Economics are the driving factor and the SEC, along with the Big XII and the Atlantic Coast Conference are doggedly holding on to every possible scenario that would allow every possible game to be played, right up until a 12-game season. If that were not the case, we would have heard some sort of decision before the start of the season was just six weeks away. That’s not a criticism of commissioners or athletic directors, whose primary job is to keep the money flowing. It’s just a recognition that those leagues, like the NBA, NHL and (especially) the NFL are big businesses. College presidents might have other considerations, but they get it. No one is going to walk away from the money unless there is no other way.
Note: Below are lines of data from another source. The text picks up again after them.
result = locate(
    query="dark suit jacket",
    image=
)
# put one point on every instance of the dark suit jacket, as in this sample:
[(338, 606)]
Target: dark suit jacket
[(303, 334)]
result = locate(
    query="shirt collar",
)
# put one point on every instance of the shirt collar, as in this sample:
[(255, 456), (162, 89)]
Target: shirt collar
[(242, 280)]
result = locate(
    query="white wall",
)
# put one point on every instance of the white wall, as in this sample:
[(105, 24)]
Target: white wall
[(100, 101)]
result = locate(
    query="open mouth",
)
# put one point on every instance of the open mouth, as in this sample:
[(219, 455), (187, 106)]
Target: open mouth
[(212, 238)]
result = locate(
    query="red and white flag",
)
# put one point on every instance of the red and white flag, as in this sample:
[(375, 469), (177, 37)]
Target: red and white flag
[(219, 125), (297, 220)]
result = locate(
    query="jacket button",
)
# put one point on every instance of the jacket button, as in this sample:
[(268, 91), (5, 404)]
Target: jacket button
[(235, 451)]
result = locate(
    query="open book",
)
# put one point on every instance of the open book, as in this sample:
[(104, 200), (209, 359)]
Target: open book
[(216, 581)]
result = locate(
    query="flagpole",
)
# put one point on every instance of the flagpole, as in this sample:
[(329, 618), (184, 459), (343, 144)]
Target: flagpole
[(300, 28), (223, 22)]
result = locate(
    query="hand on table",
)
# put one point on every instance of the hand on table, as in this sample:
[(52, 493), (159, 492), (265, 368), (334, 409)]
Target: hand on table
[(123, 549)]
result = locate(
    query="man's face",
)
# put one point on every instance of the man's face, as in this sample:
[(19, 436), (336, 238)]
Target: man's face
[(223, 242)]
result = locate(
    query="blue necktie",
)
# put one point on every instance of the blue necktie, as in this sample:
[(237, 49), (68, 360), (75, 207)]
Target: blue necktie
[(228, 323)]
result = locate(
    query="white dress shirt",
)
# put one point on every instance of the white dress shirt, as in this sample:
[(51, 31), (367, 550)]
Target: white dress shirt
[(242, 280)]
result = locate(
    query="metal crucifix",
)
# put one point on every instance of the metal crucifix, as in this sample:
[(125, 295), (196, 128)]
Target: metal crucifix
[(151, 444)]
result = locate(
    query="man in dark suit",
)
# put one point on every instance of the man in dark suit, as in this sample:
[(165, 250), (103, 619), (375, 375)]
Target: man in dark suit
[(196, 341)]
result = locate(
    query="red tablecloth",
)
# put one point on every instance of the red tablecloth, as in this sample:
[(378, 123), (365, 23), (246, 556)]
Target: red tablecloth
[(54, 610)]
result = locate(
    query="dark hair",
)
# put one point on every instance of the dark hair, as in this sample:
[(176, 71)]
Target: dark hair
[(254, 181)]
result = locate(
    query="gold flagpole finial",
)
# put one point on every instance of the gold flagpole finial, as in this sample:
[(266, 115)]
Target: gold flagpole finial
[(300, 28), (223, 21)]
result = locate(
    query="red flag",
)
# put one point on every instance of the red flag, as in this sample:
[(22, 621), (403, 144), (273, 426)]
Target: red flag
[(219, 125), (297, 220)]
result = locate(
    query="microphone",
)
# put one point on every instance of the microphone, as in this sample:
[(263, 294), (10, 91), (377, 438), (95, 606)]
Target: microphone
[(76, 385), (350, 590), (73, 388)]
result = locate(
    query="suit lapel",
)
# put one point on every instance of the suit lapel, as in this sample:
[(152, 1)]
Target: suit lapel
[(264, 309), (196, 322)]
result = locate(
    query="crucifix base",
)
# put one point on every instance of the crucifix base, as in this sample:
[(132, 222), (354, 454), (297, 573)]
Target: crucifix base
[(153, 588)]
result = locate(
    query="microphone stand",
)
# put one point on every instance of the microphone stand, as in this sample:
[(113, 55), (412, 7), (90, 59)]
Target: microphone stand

If you needed any evidence, it’s the frenzy over guessing about Alabama’s September 5 opponent, the fill-in for USC. First, it was Notre Dame. There had been contact but no real way to make the logistics work on a date where Notre Dame already has a game with Navy. There has been talk along about TCU but again that doesn’t seem to have taken root. Then came speculation — the rumors appeared first on al.com on Saturday — that BYU would be the next candidate.
The deal isn’t done, but there are talks in progress. BYU is desperate for September games and Alabama has essentially exhausted its Power Five options. There is even a chance that BYU would come to Tuscaloosa on opening week (they did so in a 1998 one-off game) even though Alabama’s target date for completing its stadium expansion isn’t until the following week. Part of that equation is determining how many fans, if any, will be allowed to attend, and whether certain areas could be fast-tracked to completion or not used for that game.
That’s a lot of effort to find a game on a date if you don’t expect that there is a reasonable chance you will be playing on that date. Alabama is in a thornier thicket than most other SEC teams because of the Pac-12 cancellation; most other SEC teams already have a plus-one non-conference game on their slate.
If the coronavirus data matters above all, three questions arise. First, will the data really change that much from current levels in a week or two? Second, will a downward trend in the curve prompt another discontinuation of preventive measures that causes yet another spike? Third, how much money — i.e., games — are schools willing to trade in return for time, either a delayed start or increased open dates to increase schedule flexibility.
As we have said frequently, every step is merely a drop into a rabbit hole of speculation. The correct phrasing, though, is this. The major conferences will not make a “choice” not to play. They will play unless they have no choice.